Mr. Richmond is testifying at the fraud trial of Mr. Dunn, Mr. Beatty and former Nortel controller Michael Gollogly, who are accused of manipulating Nortel’s accounting reserves in 2002 and 2003 to push the company to profitability and trigger bonus payments for themselves.
Mr. Richmond described an increasingly confrontational relationship that appeared to culminate with a decision in July, 2003, to launch a comprehensive review of Nortel’s balance sheet that ultimately led to a restatement of the company’s books in the fall of that year.
Matters came to a head when Deloitte & Touche – at Mr. Richmond’s insistence – refused to allow Nortel to use $142-million of accounting reserves in the second quarter of 2003. The move would have boosted the company’s profit by the same amount at a time when the telecom giant was hovering near the break-even mark and even small amounts of income were deemed to be material.
Mr. Richmond said he attended a meeting with Mr. Dunn in July, 2003, where he insisted the $142-million could not be used in the quarter because there were no “triggers” to justify the release of the reserves in that period. He also pushed Nortel to launch a comprehensive review of all its reserves to determine if more were out of date and needed to be removed from the books, he said.
“Mr. Dunn was not inclined to go down that path,” Mr. Richmond said.
He said the Nortel CEO argued that the review would find no further reserve problems and the $142-million was all there was. But he was persuaded to launch the review, which ultimately led to a restatement of almost $1-billion in liabilities, including $733-million of reserves that had been misstated in the first and second quarters of 2003.
In a Deloitte client survey in July that year, Mr. Gollogly expressed his frustrations with the Deloitte auditors working on the Nortel account, the trial heard.
Crown attorney Robert Hubbard displayed a Deloitte document that appeared to summarize comments from Mr. Gollogly about the audit firm’s work at the time. In the summary, the controller allegedly described the two lead audit partners as “inflexible” and “night and day” from the staff who preceded them.
“The collaborative approach to the audit seemed to have suddenly become confrontational,” the summary said. “Gollogly said he didn’t know why. Don and John are not in ‘solution’ mode.”
The confrontation in July, 2003, came just three months after Nortel and Deloitte had disagreed about the company’s use of $80-million of head office non-operating reserves in the first quarter of 2003.
Mr. Richmond said he agreed with using the reserves in the first quarter but insisted the number be disclosed in Nortel’s press release announcing its first quarter results. He said Mr. Dunn argued against the disclosure because the number was not large, but Mr. Richmond argued it was material in terms of pushing the company into profitability for the period.
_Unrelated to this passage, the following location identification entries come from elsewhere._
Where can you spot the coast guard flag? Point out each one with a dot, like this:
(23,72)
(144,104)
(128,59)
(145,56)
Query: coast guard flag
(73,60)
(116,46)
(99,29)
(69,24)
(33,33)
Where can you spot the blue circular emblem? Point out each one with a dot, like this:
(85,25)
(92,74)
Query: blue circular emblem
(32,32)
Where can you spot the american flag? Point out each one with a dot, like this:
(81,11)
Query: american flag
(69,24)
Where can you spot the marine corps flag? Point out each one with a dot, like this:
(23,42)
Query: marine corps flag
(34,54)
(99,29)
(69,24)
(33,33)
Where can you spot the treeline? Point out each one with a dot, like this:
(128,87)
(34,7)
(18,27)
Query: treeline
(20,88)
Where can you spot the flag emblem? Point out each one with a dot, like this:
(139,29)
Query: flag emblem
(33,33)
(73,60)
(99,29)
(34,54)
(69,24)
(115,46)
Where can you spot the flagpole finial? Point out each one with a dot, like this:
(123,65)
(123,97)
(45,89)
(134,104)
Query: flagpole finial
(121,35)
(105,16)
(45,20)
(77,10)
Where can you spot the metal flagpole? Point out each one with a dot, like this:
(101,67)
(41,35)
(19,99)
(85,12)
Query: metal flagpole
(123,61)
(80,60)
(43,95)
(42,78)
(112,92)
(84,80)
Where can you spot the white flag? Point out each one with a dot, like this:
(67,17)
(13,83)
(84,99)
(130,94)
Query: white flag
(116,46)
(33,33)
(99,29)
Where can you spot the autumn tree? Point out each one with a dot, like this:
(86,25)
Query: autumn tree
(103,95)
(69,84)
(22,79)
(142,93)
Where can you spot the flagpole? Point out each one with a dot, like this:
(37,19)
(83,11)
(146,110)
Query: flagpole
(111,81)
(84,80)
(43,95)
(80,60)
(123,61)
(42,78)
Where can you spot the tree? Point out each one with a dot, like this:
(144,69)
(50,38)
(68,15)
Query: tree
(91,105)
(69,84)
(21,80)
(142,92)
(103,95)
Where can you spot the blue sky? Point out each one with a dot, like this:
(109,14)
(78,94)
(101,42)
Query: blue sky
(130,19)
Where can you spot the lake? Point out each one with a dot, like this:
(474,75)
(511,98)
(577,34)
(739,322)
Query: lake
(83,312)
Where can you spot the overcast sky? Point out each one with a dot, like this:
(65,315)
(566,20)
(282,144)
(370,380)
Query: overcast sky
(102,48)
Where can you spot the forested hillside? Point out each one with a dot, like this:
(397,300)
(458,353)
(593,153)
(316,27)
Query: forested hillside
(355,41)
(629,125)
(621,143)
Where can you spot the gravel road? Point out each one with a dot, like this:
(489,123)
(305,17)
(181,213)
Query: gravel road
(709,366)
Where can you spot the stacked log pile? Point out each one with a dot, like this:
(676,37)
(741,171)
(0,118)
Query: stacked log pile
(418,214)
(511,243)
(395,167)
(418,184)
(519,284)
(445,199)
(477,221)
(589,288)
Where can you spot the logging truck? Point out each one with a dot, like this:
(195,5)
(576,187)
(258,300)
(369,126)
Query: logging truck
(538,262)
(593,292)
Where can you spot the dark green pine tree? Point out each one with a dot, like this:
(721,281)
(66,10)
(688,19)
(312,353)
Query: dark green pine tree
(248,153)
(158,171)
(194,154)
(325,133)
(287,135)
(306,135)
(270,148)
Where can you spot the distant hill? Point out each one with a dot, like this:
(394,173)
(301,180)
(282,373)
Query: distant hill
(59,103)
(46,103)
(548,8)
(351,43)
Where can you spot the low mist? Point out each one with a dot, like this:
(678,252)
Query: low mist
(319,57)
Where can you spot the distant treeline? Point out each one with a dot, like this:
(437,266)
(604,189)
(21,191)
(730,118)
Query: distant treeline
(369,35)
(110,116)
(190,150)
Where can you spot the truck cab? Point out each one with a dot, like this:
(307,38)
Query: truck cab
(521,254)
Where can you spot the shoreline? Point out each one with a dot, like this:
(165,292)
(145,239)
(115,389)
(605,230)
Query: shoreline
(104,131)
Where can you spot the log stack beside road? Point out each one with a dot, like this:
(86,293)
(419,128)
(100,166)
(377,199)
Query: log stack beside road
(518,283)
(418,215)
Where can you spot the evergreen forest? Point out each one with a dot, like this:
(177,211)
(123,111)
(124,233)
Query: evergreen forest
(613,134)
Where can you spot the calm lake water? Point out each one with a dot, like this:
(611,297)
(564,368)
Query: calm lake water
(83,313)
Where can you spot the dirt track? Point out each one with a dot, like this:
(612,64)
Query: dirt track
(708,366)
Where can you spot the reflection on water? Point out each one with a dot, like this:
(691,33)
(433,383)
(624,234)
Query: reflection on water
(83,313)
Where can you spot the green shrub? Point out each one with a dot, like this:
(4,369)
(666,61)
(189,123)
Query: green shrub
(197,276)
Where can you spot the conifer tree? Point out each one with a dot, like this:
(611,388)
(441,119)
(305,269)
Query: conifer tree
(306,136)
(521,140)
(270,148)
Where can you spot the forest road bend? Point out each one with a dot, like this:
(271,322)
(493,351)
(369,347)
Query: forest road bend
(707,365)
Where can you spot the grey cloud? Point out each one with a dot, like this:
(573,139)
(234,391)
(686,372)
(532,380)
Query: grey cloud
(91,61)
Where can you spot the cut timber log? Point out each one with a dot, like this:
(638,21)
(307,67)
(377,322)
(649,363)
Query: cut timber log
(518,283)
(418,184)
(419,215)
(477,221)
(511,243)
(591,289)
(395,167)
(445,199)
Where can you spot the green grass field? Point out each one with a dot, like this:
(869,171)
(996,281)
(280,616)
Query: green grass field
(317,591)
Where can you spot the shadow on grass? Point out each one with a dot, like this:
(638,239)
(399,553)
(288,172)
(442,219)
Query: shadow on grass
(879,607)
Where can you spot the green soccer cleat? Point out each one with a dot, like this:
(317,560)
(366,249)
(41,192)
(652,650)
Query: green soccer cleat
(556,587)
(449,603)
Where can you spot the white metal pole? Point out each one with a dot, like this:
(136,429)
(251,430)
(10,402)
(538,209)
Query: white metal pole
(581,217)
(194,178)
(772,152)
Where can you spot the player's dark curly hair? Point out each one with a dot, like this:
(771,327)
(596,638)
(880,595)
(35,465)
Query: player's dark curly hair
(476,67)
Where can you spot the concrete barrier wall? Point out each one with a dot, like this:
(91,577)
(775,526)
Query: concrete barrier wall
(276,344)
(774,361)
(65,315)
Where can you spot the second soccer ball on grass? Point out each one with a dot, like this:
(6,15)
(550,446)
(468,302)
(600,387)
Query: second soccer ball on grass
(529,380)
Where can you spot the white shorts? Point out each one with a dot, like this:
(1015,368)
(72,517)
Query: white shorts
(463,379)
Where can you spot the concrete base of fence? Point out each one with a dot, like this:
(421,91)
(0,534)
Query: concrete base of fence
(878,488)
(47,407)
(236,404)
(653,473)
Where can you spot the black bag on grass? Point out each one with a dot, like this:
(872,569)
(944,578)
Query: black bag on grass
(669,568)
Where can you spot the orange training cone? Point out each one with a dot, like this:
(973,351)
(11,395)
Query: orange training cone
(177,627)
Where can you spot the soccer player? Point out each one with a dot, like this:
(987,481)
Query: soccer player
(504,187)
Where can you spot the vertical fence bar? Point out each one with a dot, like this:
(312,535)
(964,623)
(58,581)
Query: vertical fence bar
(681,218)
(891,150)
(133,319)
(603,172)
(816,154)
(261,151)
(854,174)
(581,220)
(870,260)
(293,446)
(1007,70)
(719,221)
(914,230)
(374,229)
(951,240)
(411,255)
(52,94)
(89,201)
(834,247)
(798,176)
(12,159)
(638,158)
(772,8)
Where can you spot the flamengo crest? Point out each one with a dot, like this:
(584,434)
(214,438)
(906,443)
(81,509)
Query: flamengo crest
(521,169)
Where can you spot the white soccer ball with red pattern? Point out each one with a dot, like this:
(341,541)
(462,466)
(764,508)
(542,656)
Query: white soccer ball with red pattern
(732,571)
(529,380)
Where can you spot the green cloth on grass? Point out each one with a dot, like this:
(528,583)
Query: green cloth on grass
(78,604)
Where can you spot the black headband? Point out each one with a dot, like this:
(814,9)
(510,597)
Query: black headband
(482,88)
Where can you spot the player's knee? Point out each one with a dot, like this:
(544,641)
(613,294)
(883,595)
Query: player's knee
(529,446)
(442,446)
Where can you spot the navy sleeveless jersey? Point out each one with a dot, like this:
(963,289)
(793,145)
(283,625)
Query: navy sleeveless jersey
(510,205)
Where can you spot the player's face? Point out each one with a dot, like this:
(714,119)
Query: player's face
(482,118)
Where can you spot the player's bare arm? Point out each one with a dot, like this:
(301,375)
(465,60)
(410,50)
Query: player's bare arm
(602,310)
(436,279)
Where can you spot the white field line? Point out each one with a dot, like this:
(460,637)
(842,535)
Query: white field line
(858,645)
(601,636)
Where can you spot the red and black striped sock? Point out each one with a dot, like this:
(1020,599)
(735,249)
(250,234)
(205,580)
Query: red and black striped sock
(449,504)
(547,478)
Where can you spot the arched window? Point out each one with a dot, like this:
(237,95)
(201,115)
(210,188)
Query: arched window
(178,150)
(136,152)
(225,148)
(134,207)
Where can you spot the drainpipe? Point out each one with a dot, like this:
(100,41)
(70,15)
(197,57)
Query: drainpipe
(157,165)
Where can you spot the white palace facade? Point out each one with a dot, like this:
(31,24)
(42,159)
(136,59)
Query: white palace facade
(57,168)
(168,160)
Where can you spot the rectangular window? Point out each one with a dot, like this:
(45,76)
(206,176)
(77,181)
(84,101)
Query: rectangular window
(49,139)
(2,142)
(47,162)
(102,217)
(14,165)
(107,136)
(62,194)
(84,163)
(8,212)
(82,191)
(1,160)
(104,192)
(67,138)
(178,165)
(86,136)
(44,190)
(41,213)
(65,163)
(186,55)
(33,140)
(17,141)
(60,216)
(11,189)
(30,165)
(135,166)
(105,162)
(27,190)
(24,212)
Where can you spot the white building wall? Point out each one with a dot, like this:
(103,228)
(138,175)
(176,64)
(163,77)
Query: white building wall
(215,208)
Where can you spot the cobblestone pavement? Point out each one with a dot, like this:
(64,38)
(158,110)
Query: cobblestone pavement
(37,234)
Mr. Richmond also testified he warned company officials in April, 2003, that the practice of using accounting reserves with no valid triggers had to come to an end.
“They needed to clearly understand that processing unnecessary provisions on the [income statement]in the second, third and fourth quarters was simply not acceptable,” he said.
Mr. Richmond also testified about a “seminal” change in the accounting climate that occurred in 1998 and 1998 after the U.S. Securities and Exchange Commission told companies it would not longer tolerate the use of small amounts of accounting reserves to massage profits to meet earnings targets.
“Within our profession this was a huge deal,” Mr. Richmond said.
He said he attended “countless” presentations to boards of directors about how companies had to stop using reserves to fine-tune their profit numbers.